Update tensorrt llm to v0.9.0

collabora / WhisperLive

A nearly-live implementation of OpenAI's Whisper.

MIT License

2.1k stars 286 forks source link

Update tensorrt llm to v0.9.0 #227

Closed makaveli10 closed 5 months ago

makaveli10 commented 5 months ago

Use pip install tensorrt_llm instead of building tensorrt_llm from scratch in Dockerfile

peldszus commented 5 months ago

I tested the docker file and ran a freshly compiled large-v3 engine. This works nicely! :+1:

Thanks for the fix wrt to TensorRT 0.9.0, I actually needed this. It fixes the issue that TensorRT 0.7.1 excessively allocated VRAM (~3x the model). This is not the case anymore with 0.9.0.
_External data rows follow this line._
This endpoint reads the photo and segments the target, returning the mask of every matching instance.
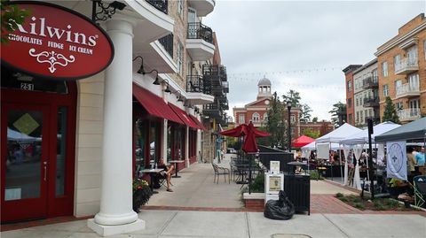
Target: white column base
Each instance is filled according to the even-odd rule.
[[[130,233],[138,230],[144,230],[146,227],[145,220],[137,219],[136,221],[124,225],[104,226],[95,222],[94,219],[87,220],[87,226],[102,236],[113,235],[117,234]]]

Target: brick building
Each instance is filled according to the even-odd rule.
[[[401,123],[426,115],[426,19],[422,13],[399,27],[375,53],[378,61],[380,114],[386,96]]]
[[[257,83],[257,96],[256,100],[246,104],[244,107],[234,107],[233,118],[235,119],[235,125],[248,124],[253,122],[253,125],[256,127],[260,127],[265,125],[268,119],[268,111],[270,107],[271,98],[272,96],[271,93],[271,81],[263,78]],[[300,121],[299,121],[298,108],[291,108],[290,111],[290,121],[291,127],[291,137],[297,138],[300,136]],[[285,119],[288,119],[287,109]]]
[[[353,102],[353,72],[360,66],[362,65],[351,65],[343,70],[344,73],[346,88],[346,118],[348,119],[347,122],[352,126],[355,126],[355,107]]]

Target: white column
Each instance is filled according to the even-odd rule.
[[[114,57],[106,70],[100,211],[88,226],[100,235],[145,228],[132,210],[132,38],[130,22],[106,23]]]
[[[189,167],[189,127],[185,127],[185,164]]]

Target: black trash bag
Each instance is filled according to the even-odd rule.
[[[264,216],[272,219],[289,219],[295,214],[295,205],[287,197],[286,192],[280,191],[279,200],[269,200],[264,205]]]

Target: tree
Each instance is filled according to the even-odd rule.
[[[268,132],[271,136],[259,138],[260,144],[270,146],[272,148],[284,149],[287,144],[286,140],[286,123],[284,120],[285,108],[277,96],[277,92],[272,94],[271,99],[271,107],[268,111],[268,120],[261,130]]]
[[[300,121],[304,121],[304,122],[308,122],[311,120],[311,112],[312,111],[312,110],[311,109],[311,107],[304,104],[302,104],[301,108],[300,108]]]
[[[346,120],[346,104],[342,102],[335,104],[328,113],[331,113],[331,121],[335,127],[339,127]]]
[[[283,103],[286,104],[287,102],[291,102],[292,107],[300,107],[300,94],[293,89],[290,89],[287,92],[287,95],[282,96]]]
[[[393,104],[392,100],[390,96],[386,96],[383,117],[382,118],[382,121],[391,121],[394,123],[401,124],[401,122],[399,121],[399,117],[398,117],[395,105]]]
[[[16,4],[9,4],[10,1],[1,0],[0,8],[2,11],[2,38],[1,42],[9,42],[9,34],[18,28],[18,25],[25,22],[25,18],[29,15],[27,10],[21,10]]]
[[[320,132],[316,130],[312,130],[311,128],[306,128],[302,132],[302,134],[304,134],[306,136],[309,136],[313,139],[317,139],[320,137]]]

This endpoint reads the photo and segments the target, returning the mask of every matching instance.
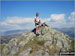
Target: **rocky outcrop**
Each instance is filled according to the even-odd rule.
[[[58,32],[47,24],[40,27],[40,35],[36,36],[35,29],[14,38],[2,49],[2,56],[50,56],[61,51],[72,50],[72,39]]]

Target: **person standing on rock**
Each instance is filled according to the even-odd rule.
[[[35,26],[36,26],[36,34],[39,34],[39,27],[41,26],[41,19],[39,17],[39,13],[36,13],[36,17],[34,18]]]

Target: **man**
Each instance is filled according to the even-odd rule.
[[[36,26],[36,34],[39,34],[39,27],[41,26],[41,20],[39,17],[39,13],[36,13],[36,17],[34,18],[35,26]]]

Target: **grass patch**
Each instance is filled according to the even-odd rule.
[[[5,47],[6,44],[0,44],[0,53],[2,52],[3,48]]]
[[[71,42],[71,44],[70,44],[70,49],[69,49],[69,52],[75,52],[75,49],[74,49],[74,43],[75,43],[75,39],[72,39],[72,42]]]

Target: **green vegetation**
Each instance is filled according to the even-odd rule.
[[[69,49],[69,52],[75,52],[75,49],[74,49],[74,43],[75,43],[75,39],[72,39],[72,42],[71,42],[71,48]]]
[[[0,44],[0,53],[2,52],[3,48],[5,47],[6,44]]]

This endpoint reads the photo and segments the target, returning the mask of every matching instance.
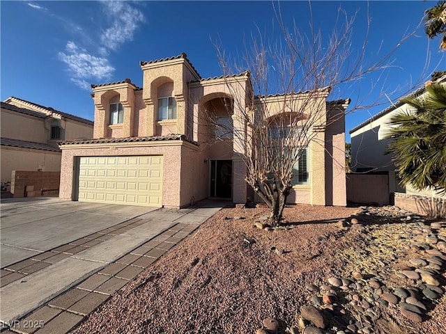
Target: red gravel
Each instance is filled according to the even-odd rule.
[[[289,207],[284,217],[292,228],[267,232],[253,226],[266,209],[224,209],[75,333],[254,333],[270,317],[279,321],[283,331],[295,324],[295,315],[309,298],[305,284],[339,273],[344,264],[337,253],[355,237],[334,223],[357,211]],[[233,218],[238,216],[244,218]],[[255,242],[249,244],[245,238]],[[284,253],[277,255],[274,247]],[[155,277],[147,282],[151,272]]]

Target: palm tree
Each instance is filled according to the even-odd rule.
[[[446,84],[430,83],[426,90],[401,100],[415,110],[392,118],[388,150],[403,184],[446,193]]]
[[[440,49],[446,50],[446,1],[440,1],[437,5],[426,10],[423,17],[424,31],[429,38],[443,34]]]

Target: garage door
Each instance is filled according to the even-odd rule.
[[[78,200],[160,207],[162,157],[82,157]]]

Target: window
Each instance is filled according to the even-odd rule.
[[[302,150],[299,161],[293,168],[291,184],[308,184],[308,154],[307,148]]]
[[[217,117],[213,125],[212,135],[215,138],[232,138],[233,127],[232,117]]]
[[[291,131],[291,128],[289,126],[272,127],[268,130],[268,136],[270,139],[282,139],[287,138]]]
[[[51,126],[51,139],[61,138],[61,127],[59,125]]]
[[[121,103],[110,104],[110,124],[121,124],[124,122],[124,109]]]
[[[175,97],[158,99],[158,120],[176,119],[176,100]]]

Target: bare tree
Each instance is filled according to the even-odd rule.
[[[309,154],[310,143],[324,150],[324,129],[344,117],[349,100],[344,96],[341,112],[330,112],[327,99],[336,100],[332,97],[339,92],[348,95],[349,88],[367,74],[383,75],[392,54],[411,35],[403,36],[390,52],[371,61],[365,57],[367,36],[360,50],[352,49],[354,17],[341,10],[328,38],[312,24],[308,34],[295,24],[289,29],[279,8],[276,17],[280,38],[270,41],[259,31],[241,58],[226,56],[216,46],[226,86],[233,97],[232,104],[226,104],[228,113],[238,111],[233,119],[238,126],[216,124],[210,114],[206,118],[214,127],[233,132],[234,148],[246,166],[245,180],[270,209],[272,227],[281,223],[293,183],[305,177],[307,171],[295,166]],[[365,108],[358,104],[351,110],[358,106]],[[345,161],[338,163],[345,167]]]

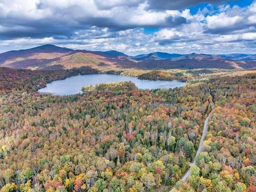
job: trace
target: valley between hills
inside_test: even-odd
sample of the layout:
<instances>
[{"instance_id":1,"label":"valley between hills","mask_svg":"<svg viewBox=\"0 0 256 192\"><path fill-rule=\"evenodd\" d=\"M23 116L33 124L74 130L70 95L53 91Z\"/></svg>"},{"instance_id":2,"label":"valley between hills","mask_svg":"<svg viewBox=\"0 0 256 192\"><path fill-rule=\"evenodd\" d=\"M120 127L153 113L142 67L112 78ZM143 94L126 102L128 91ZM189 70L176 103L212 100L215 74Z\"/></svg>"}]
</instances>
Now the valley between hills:
<instances>
[{"instance_id":1,"label":"valley between hills","mask_svg":"<svg viewBox=\"0 0 256 192\"><path fill-rule=\"evenodd\" d=\"M255 191L255 60L50 45L0 54L1 192ZM101 74L185 83L38 92Z\"/></svg>"}]
</instances>

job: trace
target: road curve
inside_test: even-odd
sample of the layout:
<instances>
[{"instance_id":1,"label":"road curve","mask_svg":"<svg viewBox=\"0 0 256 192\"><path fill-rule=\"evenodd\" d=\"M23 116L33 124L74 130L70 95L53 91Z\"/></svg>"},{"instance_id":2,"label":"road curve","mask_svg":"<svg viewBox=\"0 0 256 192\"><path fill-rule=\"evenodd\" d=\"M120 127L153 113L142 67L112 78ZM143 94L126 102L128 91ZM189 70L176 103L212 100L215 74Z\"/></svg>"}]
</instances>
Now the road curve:
<instances>
[{"instance_id":1,"label":"road curve","mask_svg":"<svg viewBox=\"0 0 256 192\"><path fill-rule=\"evenodd\" d=\"M202 137L201 137L200 142L199 143L199 146L198 146L198 149L197 150L197 154L196 156L198 154L199 154L201 152L203 151L203 144L204 143L204 138L205 137L205 135L208 131L208 122L209 121L209 119L210 118L210 115L211 115L211 113L212 112L212 110L215 108L215 105L213 102L211 102L211 111L210 112L209 115L208 115L207 117L205 119L205 121L204 121L204 129L203 130L203 134L202 134ZM195 160L189 163L189 167L194 165L195 164ZM183 175L182 177L181 178L181 180L182 181L185 181L186 179L189 177L190 175L190 171L189 168L188 168L185 174ZM170 190L170 192L173 191L173 188Z\"/></svg>"}]
</instances>

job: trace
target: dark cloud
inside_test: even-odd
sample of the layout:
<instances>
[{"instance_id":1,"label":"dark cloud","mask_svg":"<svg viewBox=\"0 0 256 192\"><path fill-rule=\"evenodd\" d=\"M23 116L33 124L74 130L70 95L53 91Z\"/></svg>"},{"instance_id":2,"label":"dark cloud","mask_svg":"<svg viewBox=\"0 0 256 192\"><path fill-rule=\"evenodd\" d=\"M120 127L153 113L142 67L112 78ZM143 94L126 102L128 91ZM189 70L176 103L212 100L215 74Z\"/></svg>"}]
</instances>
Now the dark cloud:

One thing that I saw, but this is probably worth a separate PR: The VRAM usage is increasing by ~350mb for every new client connection. I hope this will not be the case if I use the single-model option (#223). I can try that tomorrow.
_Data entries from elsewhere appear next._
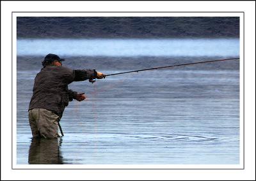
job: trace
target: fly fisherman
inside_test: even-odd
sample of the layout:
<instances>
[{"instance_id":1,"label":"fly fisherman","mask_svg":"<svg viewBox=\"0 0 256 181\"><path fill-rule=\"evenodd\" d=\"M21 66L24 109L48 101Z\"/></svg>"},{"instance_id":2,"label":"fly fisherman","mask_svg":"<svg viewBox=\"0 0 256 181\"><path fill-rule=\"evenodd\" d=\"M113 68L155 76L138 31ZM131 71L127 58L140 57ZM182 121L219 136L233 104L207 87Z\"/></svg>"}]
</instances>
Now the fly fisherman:
<instances>
[{"instance_id":1,"label":"fly fisherman","mask_svg":"<svg viewBox=\"0 0 256 181\"><path fill-rule=\"evenodd\" d=\"M63 67L60 59L54 54L48 54L42 62L44 68L35 78L33 96L29 107L29 121L33 137L56 138L58 122L68 101L86 99L84 93L68 89L73 82L94 78L101 79L105 75L95 69L71 69Z\"/></svg>"}]
</instances>

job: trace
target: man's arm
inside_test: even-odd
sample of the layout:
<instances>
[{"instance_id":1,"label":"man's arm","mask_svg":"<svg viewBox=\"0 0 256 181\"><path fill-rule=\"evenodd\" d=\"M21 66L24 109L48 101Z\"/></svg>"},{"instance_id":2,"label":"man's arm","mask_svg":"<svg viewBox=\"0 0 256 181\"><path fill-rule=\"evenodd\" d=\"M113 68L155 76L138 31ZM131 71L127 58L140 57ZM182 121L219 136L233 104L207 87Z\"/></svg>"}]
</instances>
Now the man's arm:
<instances>
[{"instance_id":1,"label":"man's arm","mask_svg":"<svg viewBox=\"0 0 256 181\"><path fill-rule=\"evenodd\" d=\"M76 69L74 72L74 81L83 81L94 78L100 79L106 76L101 72L97 72L95 69Z\"/></svg>"}]
</instances>

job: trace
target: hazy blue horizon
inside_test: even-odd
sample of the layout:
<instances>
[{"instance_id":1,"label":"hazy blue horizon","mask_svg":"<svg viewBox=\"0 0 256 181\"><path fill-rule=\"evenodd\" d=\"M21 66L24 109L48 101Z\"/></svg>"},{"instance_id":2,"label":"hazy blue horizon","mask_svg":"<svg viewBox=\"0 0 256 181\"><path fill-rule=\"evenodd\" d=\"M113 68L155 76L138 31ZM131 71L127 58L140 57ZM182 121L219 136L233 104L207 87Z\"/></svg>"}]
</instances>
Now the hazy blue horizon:
<instances>
[{"instance_id":1,"label":"hazy blue horizon","mask_svg":"<svg viewBox=\"0 0 256 181\"><path fill-rule=\"evenodd\" d=\"M17 55L239 56L239 38L19 39Z\"/></svg>"}]
</instances>

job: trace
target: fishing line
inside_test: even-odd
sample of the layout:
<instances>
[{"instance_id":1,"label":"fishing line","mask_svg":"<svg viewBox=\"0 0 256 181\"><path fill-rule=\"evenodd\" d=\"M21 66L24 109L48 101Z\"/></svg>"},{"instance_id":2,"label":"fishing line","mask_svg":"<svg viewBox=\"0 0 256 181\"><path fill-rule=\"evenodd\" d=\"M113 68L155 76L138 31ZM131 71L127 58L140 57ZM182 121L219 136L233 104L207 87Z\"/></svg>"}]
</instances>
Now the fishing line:
<instances>
[{"instance_id":1,"label":"fishing line","mask_svg":"<svg viewBox=\"0 0 256 181\"><path fill-rule=\"evenodd\" d=\"M138 72L138 73L139 71L148 71L148 70L152 70L152 69L157 69L166 68L173 68L173 67L177 67L177 66L188 66L188 65L215 62L225 61L234 61L234 60L237 60L239 59L239 57L232 58L232 59L219 59L219 60L208 61L204 61L204 62L191 62L191 63L166 66L163 66L163 67L157 67L157 68L153 68L138 69L138 70L133 70L133 71L129 71L120 72L120 73L117 73L108 74L108 75L106 75L106 76L120 75L120 74L125 74L125 73L132 73L132 72Z\"/></svg>"}]
</instances>

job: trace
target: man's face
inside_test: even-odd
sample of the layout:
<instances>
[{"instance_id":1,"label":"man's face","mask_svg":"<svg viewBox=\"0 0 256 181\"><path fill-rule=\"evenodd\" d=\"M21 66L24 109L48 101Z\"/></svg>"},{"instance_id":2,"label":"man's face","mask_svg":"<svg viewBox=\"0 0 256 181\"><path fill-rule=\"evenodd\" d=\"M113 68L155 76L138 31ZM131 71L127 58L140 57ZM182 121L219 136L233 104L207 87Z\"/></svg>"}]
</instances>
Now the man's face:
<instances>
[{"instance_id":1,"label":"man's face","mask_svg":"<svg viewBox=\"0 0 256 181\"><path fill-rule=\"evenodd\" d=\"M60 67L60 66L62 66L61 62L61 61L54 61L54 62L53 62L53 64L54 64L55 66L57 66L57 67Z\"/></svg>"}]
</instances>

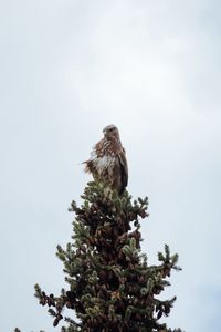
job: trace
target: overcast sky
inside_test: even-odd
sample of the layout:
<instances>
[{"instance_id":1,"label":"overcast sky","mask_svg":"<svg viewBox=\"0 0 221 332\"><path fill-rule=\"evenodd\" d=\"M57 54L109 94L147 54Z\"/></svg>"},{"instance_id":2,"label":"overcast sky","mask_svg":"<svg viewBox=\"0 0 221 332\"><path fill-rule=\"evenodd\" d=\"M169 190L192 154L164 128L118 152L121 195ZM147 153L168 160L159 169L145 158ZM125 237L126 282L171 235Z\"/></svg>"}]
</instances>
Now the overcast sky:
<instances>
[{"instance_id":1,"label":"overcast sky","mask_svg":"<svg viewBox=\"0 0 221 332\"><path fill-rule=\"evenodd\" d=\"M33 286L65 286L55 248L112 123L149 197L143 250L183 268L166 322L221 331L220 22L218 0L0 0L0 331L60 331Z\"/></svg>"}]
</instances>

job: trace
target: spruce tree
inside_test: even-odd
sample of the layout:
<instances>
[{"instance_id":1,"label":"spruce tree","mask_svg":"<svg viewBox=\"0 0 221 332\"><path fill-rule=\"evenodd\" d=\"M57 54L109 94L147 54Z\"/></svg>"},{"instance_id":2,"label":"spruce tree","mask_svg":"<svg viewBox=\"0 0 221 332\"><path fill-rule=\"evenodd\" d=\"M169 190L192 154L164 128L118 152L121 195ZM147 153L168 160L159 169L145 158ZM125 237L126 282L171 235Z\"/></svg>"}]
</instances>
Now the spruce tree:
<instances>
[{"instance_id":1,"label":"spruce tree","mask_svg":"<svg viewBox=\"0 0 221 332\"><path fill-rule=\"evenodd\" d=\"M159 264L149 266L141 253L147 197L133 200L127 190L118 196L92 181L82 199L81 207L72 201L70 208L75 214L72 240L56 252L67 289L55 297L35 284L35 297L49 307L53 325L64 320L62 332L172 332L160 319L169 315L176 297L160 300L159 294L170 286L171 270L180 270L178 255L170 255L166 245Z\"/></svg>"}]
</instances>

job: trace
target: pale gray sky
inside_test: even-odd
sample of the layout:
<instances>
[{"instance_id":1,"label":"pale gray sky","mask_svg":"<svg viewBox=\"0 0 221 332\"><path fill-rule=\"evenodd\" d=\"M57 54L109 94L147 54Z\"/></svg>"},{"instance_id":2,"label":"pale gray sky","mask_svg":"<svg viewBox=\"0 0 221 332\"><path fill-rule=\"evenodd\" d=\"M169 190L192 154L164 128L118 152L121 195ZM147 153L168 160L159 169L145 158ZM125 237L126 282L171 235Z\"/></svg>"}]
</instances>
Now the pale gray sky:
<instances>
[{"instance_id":1,"label":"pale gray sky","mask_svg":"<svg viewBox=\"0 0 221 332\"><path fill-rule=\"evenodd\" d=\"M149 197L143 250L183 268L168 325L220 332L220 22L215 0L0 0L0 331L60 331L33 284L64 286L81 162L114 123Z\"/></svg>"}]
</instances>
peldszus commented 5 months ago

One thing that I saw, but this is probably worth a separate PR: The VRAM usage is increasing by ~350mb for every new client connection. I hope this will not be the case if I use the single-model option (#223). I can try that tomorrow.

I could verify that with the single model option, there is no memory increase. So this seems to be an issue with model cleanup and re-instantiation only.

makaveli10 commented 5 months ago

@peldszus thanks for confirming here, will look into that when we instantiate new model for every new user.